One of the most effective ways to combat data center failures is through high availability (HA) storage solutions. These systems are designed to provide continuous access to data, even when parts of the system fail. High availability storage ensures that there are multiple pathways for data access, meaning if one path fails, another can take over seamlessly. This redundancy is critical for maintaining service during unexpected disruptions.

To implement a high availability storage solution, businesses must first assess their current infrastructure and identify potential weak points. This often involves deploying redundant hardware, such as servers and storage devices, and ensuring that they are strategically located to avoid a single point of failure. Additionally, leveraging cloud technologies can provide an extra layer of resilience, offering offsite backups and alternative processing capabilities.

Summary: Data Center Failure

In today’s digital era, data centers are pivotal in storing and managing vast information. However, even the most reliable systems can encounter failures. A robust data center storage failover mechanism is crucial for businesses to ensure uninterrupted operations and data accessibility. In this blog post, we explored the importance of data center storage failover and discussed various strategies to achieve seamless failover.

Understanding Data Center Storage Failover

Data center storage failover refers to automatically switching to an alternative storage system when a primary system fails. This failover mechanism guarantees continuous data availability, minimizes downtime, and safeguards against loss. By seamlessly transitioning to a backup storage system, businesses can maintain uninterrupted operations and prevent disruptions that could impact productivity and customer satisfaction.

Strategies for Implementing Data Center Storage Failover

Redundant Hardware Configuration: One primary strategy for achieving data center storage failover involves configuring redundant hardware components. These include redundant storage devices, power supplies, network connections, and controllers.

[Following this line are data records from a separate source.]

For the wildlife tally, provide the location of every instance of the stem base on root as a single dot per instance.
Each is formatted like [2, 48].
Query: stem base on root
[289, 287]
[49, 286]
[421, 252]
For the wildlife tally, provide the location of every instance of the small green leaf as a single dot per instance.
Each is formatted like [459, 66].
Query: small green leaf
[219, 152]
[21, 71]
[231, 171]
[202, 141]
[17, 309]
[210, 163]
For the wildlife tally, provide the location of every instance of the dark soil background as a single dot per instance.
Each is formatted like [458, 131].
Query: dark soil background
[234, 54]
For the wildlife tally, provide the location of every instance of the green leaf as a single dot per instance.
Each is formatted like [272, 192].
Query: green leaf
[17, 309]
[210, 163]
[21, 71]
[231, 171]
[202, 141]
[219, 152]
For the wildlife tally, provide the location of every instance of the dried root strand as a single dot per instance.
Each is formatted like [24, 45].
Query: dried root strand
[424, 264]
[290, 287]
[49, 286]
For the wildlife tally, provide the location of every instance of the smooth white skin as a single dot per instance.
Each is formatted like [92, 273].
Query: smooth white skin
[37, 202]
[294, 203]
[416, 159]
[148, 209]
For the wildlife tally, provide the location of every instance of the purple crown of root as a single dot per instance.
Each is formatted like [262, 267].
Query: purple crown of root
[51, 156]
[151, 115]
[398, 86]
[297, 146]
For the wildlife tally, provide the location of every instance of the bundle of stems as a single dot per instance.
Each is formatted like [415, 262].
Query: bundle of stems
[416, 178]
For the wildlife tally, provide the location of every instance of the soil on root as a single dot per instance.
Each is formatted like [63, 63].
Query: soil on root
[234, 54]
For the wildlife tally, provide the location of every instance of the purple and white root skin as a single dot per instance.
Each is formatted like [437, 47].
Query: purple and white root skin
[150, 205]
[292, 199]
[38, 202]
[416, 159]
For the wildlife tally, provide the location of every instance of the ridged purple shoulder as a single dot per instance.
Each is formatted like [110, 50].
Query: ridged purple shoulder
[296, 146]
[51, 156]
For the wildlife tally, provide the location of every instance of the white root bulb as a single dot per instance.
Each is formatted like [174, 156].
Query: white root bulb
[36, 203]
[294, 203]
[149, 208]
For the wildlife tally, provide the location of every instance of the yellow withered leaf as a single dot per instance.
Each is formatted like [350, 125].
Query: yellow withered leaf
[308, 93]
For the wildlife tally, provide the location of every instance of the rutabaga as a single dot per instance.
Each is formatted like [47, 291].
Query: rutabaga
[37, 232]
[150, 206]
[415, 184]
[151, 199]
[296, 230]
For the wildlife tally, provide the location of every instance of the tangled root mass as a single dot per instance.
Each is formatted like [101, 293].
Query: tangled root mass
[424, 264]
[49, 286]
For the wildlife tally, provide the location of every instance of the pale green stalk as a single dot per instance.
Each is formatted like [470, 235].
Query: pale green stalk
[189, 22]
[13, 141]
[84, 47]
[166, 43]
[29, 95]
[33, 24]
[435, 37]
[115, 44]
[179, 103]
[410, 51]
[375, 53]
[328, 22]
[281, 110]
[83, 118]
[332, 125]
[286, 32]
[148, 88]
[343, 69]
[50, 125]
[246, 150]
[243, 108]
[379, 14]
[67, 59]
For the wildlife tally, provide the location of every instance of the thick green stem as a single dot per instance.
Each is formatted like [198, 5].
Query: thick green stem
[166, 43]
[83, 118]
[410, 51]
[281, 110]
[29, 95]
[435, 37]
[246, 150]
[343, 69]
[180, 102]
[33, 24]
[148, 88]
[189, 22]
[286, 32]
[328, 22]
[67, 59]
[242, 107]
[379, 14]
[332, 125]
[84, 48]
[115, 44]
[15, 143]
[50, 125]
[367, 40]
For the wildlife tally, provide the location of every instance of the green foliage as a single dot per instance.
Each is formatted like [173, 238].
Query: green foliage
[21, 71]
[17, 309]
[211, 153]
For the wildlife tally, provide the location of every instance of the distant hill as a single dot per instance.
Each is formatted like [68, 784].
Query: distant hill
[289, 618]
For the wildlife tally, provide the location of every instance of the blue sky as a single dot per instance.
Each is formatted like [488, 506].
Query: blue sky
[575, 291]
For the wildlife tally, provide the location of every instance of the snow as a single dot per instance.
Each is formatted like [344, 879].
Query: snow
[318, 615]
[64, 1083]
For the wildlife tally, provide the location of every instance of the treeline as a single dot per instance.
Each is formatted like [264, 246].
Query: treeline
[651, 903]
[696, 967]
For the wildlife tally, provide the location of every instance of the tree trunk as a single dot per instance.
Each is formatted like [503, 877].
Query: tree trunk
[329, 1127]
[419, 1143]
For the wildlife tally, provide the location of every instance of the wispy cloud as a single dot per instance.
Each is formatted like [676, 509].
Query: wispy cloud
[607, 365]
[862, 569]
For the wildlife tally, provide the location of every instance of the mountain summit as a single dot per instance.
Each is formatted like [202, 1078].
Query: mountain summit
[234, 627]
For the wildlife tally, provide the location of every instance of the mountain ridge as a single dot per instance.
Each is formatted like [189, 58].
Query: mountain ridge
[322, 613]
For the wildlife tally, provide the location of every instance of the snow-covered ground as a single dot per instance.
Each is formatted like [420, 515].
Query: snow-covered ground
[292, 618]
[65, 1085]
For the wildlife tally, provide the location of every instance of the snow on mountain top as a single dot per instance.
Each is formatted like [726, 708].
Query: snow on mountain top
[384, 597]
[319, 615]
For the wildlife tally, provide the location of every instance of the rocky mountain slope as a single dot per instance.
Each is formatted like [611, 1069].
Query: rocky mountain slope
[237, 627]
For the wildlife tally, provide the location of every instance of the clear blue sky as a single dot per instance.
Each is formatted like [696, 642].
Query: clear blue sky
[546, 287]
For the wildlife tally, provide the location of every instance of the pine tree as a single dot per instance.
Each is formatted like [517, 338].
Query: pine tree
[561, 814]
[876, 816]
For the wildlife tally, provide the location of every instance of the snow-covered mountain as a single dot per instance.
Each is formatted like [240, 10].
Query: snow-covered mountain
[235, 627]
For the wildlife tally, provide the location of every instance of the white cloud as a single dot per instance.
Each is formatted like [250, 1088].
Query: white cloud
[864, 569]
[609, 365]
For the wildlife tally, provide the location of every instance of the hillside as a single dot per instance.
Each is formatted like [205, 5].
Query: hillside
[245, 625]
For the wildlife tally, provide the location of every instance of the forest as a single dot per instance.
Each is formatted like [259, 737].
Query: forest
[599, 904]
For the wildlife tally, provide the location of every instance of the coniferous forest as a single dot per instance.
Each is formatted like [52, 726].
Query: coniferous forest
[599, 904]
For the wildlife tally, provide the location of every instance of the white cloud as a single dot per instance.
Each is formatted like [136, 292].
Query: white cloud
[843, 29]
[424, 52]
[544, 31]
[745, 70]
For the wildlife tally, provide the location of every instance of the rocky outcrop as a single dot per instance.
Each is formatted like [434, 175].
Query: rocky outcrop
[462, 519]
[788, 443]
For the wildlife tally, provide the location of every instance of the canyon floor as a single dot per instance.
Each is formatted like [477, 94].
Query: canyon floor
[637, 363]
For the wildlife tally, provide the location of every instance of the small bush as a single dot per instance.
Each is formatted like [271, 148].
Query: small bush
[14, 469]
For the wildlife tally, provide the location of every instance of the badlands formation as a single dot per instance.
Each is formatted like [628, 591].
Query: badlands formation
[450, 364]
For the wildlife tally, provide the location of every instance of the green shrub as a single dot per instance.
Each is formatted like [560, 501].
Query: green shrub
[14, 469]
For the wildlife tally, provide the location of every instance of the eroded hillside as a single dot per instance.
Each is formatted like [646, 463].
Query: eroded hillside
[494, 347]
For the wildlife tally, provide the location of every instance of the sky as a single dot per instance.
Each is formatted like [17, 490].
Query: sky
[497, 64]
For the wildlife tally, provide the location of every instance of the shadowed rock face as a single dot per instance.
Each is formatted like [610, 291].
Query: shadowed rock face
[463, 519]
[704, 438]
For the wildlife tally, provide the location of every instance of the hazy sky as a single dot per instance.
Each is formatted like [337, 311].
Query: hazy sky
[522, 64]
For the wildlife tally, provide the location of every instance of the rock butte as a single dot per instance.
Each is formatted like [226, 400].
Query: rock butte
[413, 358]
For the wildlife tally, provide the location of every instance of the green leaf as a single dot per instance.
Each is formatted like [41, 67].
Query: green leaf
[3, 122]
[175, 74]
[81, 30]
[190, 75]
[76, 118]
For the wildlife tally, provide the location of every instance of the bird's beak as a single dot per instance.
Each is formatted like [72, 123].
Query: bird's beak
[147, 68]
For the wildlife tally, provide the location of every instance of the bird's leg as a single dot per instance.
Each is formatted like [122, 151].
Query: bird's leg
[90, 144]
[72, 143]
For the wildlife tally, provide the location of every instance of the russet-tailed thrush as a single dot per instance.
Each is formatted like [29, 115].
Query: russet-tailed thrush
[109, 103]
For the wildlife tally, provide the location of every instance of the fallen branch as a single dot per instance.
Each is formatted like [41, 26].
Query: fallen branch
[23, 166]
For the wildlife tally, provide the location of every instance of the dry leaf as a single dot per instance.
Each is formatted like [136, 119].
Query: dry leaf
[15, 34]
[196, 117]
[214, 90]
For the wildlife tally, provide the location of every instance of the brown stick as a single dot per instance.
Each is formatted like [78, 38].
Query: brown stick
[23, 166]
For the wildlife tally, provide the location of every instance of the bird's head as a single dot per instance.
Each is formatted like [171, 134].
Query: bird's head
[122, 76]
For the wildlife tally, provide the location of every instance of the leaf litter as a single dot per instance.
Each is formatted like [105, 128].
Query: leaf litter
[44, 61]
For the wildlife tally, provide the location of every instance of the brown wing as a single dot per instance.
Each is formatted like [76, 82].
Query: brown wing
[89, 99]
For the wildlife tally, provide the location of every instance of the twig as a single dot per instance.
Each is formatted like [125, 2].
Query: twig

By duplicating critical components, businesses can ensure that a failure in one component will not impede data accessibility or compromise system performance.

Replication and Synchronization: Implementing data replication and synchronization mechanisms is another effective strategy for failover. Businesses can create real-time copies of their critical data through continuous data replication between primary and secondary storage systems. This enables seamless failover, as the secondary system is already up-to-date and ready to take over in case of a failure.

Load Balancing: Load balancing is a technique that distributes data across multiple storage systems, ensuring optimal performance and minimizing the risk of overload. By evenly distributing data and workload, businesses can enhance system resilience and reduce the likelihood of storage failures. Load balancing also allows for efficient failover by automatically redirecting data traffic to healthy storage systems in case of failure.

Monitoring and Testing for Failover Readiness

Continuous monitoring and testing are essential to ensure the effectiveness of data center storage failover. Monitoring systems can detect early warning signs of potential failures, enabling proactive measures to mitigate risks. Regular failover testing helps identify gaps or issues in the failover mechanism, allowing businesses to refine their strategies and improve overall failover readiness.

Conclusion:

In the digital age, where data is the lifeblood of businesses, ensuring seamless data center storage failover is not an option; it’s a necessity. By understanding the concept of failover and implementing robust strategies like redundant hardware configuration, replication and synchronization, and load balancing, businesses can safeguard their data and maintain uninterrupted operations. Continuous monitoring and testing further enhance failover readiness, enabling businesses to respond swiftly and effectively in the face of unforeseen storage failures.